BARI - Continua a tenere banco nel dibattito/scontro tra politica e magistratura sulla riforma della giustizia l’episodio che in apertura della cerimonia di inaugurazione dell’anno giudiziario di Bari ha coinvolto il viceministro della Giustizia Francesco Paolo Sisto, destinatario di un «regalo», sei dadi, dal segretario nazionale di Area Dg, il giudice Giovanni Zaccaro. «La giustizia ve la state giocando», gli aveva detto il magistrato, ottenendo come risposta da Sisto di «usare quei dadi per il brodo». E ieri il viceministro è tornato sull’episodio, definito «molto sgradevole», «un modo sbagliato, volgare, di farsi beffa delle istituzioni», una «gag da Striscia la Notizia».
Segretario Zaccaro, come risponde?
«Mi dispiace che non abbia colto l’ironia. Ma è un uomo spiritoso ed un uomo di diritto, sono certo che pure lui non è d’accordo con il suo ministro che ha sostenuto che il sorteggio è un “momento alto della giurisdizione”. Se fosse così, non servirebbero avvocati e giudici ma basterebbe giocarsi la giustizia con i dadi, come diceva Rabelais, che però era un autore satirico e non un giurista».
Che conseguenze avrebbe il sistema del sorteggio?

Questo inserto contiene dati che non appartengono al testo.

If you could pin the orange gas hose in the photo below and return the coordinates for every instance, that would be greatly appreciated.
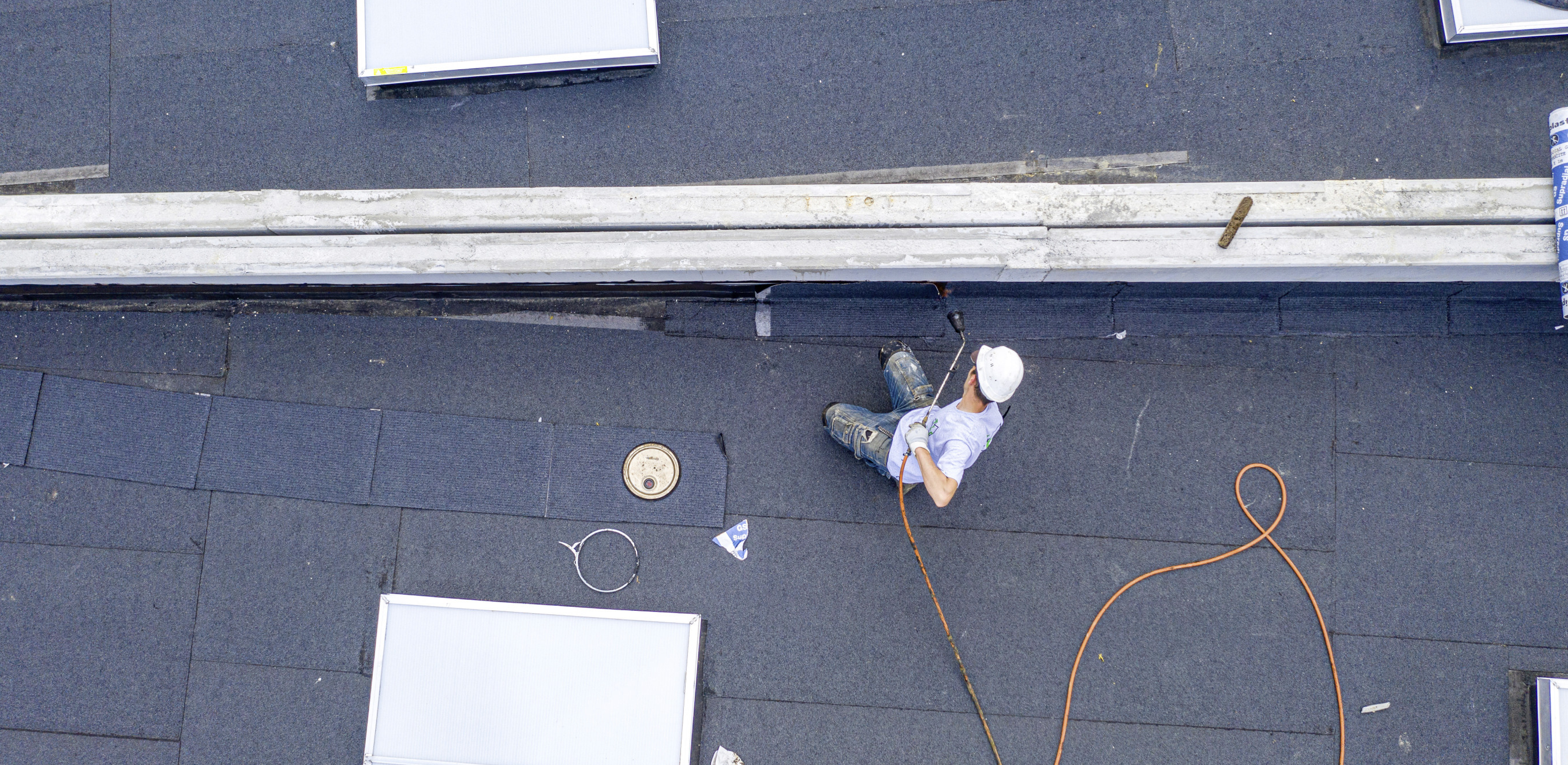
(938, 604)
(1263, 533)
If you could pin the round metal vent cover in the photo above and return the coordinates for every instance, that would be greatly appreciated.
(651, 471)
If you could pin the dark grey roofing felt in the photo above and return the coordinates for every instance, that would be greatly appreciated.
(118, 432)
(1421, 543)
(18, 405)
(291, 450)
(441, 461)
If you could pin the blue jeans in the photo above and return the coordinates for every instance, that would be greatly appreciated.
(867, 433)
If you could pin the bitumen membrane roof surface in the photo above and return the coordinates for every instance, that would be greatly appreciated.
(230, 95)
(1426, 472)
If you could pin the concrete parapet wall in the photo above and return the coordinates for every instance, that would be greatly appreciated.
(1487, 229)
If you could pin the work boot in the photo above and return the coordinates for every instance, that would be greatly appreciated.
(891, 349)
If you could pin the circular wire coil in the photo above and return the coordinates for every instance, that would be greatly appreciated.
(578, 549)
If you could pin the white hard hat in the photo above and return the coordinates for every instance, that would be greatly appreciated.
(1000, 371)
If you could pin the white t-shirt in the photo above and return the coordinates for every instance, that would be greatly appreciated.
(957, 441)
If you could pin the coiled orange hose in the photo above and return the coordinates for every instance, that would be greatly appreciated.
(1263, 533)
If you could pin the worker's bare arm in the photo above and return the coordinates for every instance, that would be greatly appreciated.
(938, 485)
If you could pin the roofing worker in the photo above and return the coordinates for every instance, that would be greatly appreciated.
(949, 441)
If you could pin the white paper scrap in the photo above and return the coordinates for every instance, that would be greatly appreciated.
(734, 540)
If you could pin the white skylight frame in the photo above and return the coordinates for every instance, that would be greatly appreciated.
(690, 681)
(1551, 720)
(1455, 29)
(499, 66)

«Gli Stati democratici si fondano sulla separazione dei poteri. Dopo il fascismo, sorse il problema di garantire la autonomia del potere giudiziario, senza assoggettare i giudici al controllo del Ministro ma anche senza lasciare che diventassero una corporazione chiusa. I padri costituenti ebbero una grande intuizione: il Csm, un organo misto, composto da magistrati, eletti dai colleghi, e da giuristi, eletti dal Parlamento, presieduto dal presidente della Repubblica. Con la riforma, i componenti del Csm non saranno più eletti ma sorteggiati. Insomma, si toglie il diritto di voto ai magistrati ed al Parlamento. Mi sembra un gravissimo precedente. Domani qualcuno potrebbe pensare di sorteggiare i Consigli dell’ordine, i consigli comunali o addirittura il Parlamento. Non si scherza con il diritto di voto».
Il viceministro ha commentato l’uscita delle toghe dall’aula come un «evidente gesto di belligeranza».
«Da mesi c’è una campagna propagandistica martellante contro i magistrati. La protesta di ieri (sabato, ndr), simbolica ma molto sobria, serve a suscitare attenzione sui rischi della riforma Nordio».
Il Governo dice che questa riforma la chiedono i cittadini. Voi ai cittadini cosa tentate di fare capire?
«Il ministro vuole separare i magistrati che indagano dagli altri. Io penso che è meglio unire che dividere. Che è meglio che la cultura dei diritti e delle garanzie sia condivisa da tutti. Non vorrei, invece, che li si voglia dividere per renderli più controllabili, per evitare che processino i potenti di turno».
Il ministro Nordio ha detto che non intendeva umiliare i magistrati? Vi siete sentiti umiliati?
«In realtà io mi sento umiliato quando mi rendo conto che i cittadini che aspettano tanto tempo per una decisione o quando il sistema processuale gira a vuoto. Ma qui le colpe non sono solo dei magistrati. Spetta al Ministero fornire gli strumenti e, negli ultimi tempi, il processo digitale ha dimostrato gravi difficoltà. Spetta al Parlamento fare leggi chiare ed invece, in Italia, le regole del processo cambiano ogni legislatura e spesso sembrano dei cruciverba».
Crede vi siano margini per modificare la riforma? E in che modo?
«La riforma è solo un feticcio ideologico, non renderà i processi più veloci o le decisioni più giuste. Serve invece ridurre il numero dei reati, razionalizzare gli uffici giudiziari, usare tecnologie che funzionano, evitare che la giurisdizione svolga una funzione di supplenza o venga usata per supplire al malfunzionamento delle pubbliche amministrazioni».